Będzie w sejmie tej kadencji tylko 4 miesiące, ale chce walczyć o linię kolejową w powiecie głubczyckim
Jerzy Naszkiewicz, od dzisiaj (12.06) poseł na Sejm Rzeczypospolitej Polskiej, mandat będzie piastował 4 miesiące – do czasu jesiennych wyborów. Zapowiada, że ten czas chce spędzić aktywnie działając na rzecz Opolszczyzny i powiatu głubczyckiego, skąd się wywodzi. Działacze opolskich struktur PiS przekonują, że to nie są czcze obietnice.
Wcześniej nowy poseł na antenie Radia Opole przyznał, że już od jakiegoś czasu spodziewał się, że obejmie mandat po Patryku Jakim i przygotowywał się do nowej roli.
- Zamierzam się zająć m.in. lokalnymi sprawami transportowymi – mówił Jerzy Naszkiewicz. - Jesteśmy jedynym powiatem bez kolei.
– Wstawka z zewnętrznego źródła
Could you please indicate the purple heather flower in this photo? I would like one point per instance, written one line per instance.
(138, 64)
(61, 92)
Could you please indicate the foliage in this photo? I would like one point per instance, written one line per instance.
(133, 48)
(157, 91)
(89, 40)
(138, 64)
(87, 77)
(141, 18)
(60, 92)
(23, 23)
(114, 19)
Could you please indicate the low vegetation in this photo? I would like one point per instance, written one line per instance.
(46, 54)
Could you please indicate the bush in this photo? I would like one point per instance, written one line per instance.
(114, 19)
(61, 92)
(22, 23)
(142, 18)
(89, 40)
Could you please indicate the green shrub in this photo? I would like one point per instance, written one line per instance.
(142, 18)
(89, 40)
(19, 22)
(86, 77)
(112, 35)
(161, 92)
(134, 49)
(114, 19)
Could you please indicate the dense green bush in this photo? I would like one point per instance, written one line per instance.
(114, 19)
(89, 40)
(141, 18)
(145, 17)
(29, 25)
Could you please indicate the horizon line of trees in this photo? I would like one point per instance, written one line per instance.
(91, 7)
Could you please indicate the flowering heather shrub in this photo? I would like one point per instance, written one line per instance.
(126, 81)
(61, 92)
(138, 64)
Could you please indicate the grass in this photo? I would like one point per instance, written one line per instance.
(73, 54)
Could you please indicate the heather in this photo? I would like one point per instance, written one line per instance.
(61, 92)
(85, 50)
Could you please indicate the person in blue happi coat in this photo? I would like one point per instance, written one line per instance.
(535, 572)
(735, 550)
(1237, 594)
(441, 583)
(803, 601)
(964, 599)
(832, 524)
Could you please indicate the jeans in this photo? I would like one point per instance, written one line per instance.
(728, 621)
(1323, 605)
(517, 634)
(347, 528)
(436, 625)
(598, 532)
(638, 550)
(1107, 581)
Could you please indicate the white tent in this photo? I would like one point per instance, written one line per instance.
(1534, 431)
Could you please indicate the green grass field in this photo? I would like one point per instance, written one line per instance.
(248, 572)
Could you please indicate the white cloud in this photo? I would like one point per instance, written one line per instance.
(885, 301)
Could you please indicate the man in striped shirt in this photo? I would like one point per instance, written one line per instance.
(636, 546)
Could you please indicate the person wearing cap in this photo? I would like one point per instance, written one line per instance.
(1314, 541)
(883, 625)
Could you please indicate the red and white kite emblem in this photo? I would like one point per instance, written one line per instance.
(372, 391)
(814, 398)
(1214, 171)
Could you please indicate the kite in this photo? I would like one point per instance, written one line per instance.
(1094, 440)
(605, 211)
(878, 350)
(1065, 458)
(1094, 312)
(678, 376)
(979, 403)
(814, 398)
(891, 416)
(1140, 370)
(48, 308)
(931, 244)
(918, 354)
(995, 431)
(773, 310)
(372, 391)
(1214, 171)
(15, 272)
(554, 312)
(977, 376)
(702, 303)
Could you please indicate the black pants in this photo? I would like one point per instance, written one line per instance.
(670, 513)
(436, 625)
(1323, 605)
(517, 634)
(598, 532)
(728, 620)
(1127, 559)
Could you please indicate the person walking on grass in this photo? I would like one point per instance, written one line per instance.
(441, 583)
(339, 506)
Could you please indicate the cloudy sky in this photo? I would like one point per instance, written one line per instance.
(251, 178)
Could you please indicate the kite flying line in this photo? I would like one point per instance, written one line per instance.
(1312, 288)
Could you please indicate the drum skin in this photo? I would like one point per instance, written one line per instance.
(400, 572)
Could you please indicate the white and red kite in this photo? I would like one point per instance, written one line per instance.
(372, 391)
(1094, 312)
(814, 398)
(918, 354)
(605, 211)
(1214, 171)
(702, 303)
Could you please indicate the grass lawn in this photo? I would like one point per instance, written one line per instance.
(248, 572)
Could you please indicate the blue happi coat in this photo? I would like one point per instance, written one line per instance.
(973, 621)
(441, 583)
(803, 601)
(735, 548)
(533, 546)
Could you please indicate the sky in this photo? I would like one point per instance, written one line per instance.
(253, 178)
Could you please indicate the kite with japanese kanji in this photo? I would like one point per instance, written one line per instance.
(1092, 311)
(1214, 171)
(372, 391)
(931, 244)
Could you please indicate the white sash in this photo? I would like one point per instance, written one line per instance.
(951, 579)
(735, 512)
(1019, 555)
To jest dla mnie olbrzymie zaniedbanie – doprowadzenie do likwidacji kolei, zabytkowego dworca, który dzisiaj jest w fatalnym stanie i to jest dla mnie priorytet.
Wraz z zaprzysiężeniem na posła Jerzy Naszkiewicz złożył deklarację, że będzie brał udział w pracach sejmowej komisji ds. kultury i środków przekazu.